Health and wellbeing

Bush tucker meets modern nutrition

Cooking guru Aunty Beryl Van-Oploo combines knowledge from her Elders with contemporary foods and modern nutrition.

Aunty Beryl

Of all the wonderful local ingredients found in inner Sydney, lemon myrtle is one of cooking guru Aunty Beryl Van-Oploo’s favourites.

Lemon myrtle can be used in both savoury and sweet dishes, think baked barramundi or biscuits and cheesecake, and in medicinal and beauty products.

Other local ingredients that grow in Sydney include the fruit from lilly pillies and quandongs. Kangaroo is now in supermarkets, while crocodile and other game meats are also available.

Over her 50-year career, Aunty Beryl has run catering enterprises, restaurants and cafes, always with a focus on bush tucker and native ingredients. Now she is passing this know-how on to the younger generations.

Crowds at NAIDOC in the City.
Crowds at NAIDOC in the City.

Aunty Beryl combines knowledge from her Elders with contemporary foods and modern nutrition.

It’s not a difficult leap to make. Aboriginal and Torres Strait Islander peoples are resilient and have survived off the land for many thousands of years. Aunty Beryl says diets were healthy and seasonal. People locally lived off fish and crustaceans from the ocean. In the country it would have been emus, kangaroos, wallabies or even honey ants in the Northern Territory.

She says we all belong to the land, not the other way around. And the land, waterways and sunshine look after us.

Aunty Beryl’s Elders always told her to get an education. She did.

Today she teaches cooking and hospitality skills to young students at the National Centre of Indigenous Excellence. She helps them secure internships and jobs in the restaurant trade.

If you have an education, you have a voice, and a choice.

Aunty Beryl sees students acquire skills and then flourish, taking control of their own journey and enjoying a better quality of life. And Aunty Beryl also sees firsthand the link between education, wellbeing and health.

“If you eat healthy, you can look after somebody else,” she says.

Aunty Beryl showed crowds how to make lemon myrtle biscuits and barbecue kangaroo fillets with native pepper berries. Her demonstration took place at this year’s NAIDOC in the City with the theme, Because of her, we can!

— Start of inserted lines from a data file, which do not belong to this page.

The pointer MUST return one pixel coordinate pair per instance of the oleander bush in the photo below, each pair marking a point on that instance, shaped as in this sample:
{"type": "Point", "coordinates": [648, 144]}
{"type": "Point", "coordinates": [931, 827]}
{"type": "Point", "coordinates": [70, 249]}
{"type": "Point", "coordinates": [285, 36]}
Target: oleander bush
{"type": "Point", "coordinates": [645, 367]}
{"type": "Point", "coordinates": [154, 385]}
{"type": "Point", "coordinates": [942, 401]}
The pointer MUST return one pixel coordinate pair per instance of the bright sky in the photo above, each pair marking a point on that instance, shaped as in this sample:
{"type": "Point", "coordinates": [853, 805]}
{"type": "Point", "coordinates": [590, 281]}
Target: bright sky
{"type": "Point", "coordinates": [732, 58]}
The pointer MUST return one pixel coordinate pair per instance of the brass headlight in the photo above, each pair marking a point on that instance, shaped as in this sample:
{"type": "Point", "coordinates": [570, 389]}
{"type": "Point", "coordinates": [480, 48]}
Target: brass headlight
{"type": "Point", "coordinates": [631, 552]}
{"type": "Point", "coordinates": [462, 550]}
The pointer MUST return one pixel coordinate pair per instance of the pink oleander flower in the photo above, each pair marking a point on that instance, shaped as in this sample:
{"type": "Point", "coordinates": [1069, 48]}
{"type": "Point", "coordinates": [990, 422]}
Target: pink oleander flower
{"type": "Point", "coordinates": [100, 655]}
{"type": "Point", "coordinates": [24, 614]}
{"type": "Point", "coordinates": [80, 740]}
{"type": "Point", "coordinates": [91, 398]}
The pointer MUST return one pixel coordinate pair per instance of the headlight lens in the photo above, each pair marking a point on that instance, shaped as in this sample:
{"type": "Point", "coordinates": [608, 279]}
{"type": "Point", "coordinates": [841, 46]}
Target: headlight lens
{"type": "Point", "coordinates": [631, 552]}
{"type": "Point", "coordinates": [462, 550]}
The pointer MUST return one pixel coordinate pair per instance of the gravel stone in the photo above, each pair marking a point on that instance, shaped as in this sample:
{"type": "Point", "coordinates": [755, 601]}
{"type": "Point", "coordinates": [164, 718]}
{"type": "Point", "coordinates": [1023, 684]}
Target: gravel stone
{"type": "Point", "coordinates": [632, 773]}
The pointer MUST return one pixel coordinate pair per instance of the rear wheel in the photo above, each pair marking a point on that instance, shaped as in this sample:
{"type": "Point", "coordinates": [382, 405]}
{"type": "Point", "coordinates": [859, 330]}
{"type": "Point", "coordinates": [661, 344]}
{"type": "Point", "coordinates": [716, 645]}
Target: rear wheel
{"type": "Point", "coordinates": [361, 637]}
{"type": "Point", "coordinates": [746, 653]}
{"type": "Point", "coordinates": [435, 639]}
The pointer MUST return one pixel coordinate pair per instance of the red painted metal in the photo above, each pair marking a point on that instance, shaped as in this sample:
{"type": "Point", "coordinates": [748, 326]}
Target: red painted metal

“Women are the backbone in the family and always will be,” says Aunty Beryl. “[They] play the most important part in the family... They’re always there, regardless”.

Aunty Beryl’s lemon myrtle butter biscuits

Ingredients

2 cups (250g) self-raising flour

1 teaspoon dried lemon myrtle

180g butter, softened

½ cup (125g) sugar

1 beaten egg

  1. Preheat oven to 190 degrees Celsius. Sift flour and dried lemon myrtle into a bowl, then rub in the butter until it resembles breadcrumbs.
  2. Add sugar and beaten egg and mix into a stiff dough, turn out onto a floured surface and knead gently until smooth.
  3. Wrap in plastic wrap and chill in the fridge for about 30 minutes.
  4. Roll out onto a floured surface about 5mm thick and cut into about 30 biscuits.
  5. Place on a greased baking tray and place in oven at 180 degrees Celsius for about 12 to 15 minutes until golden.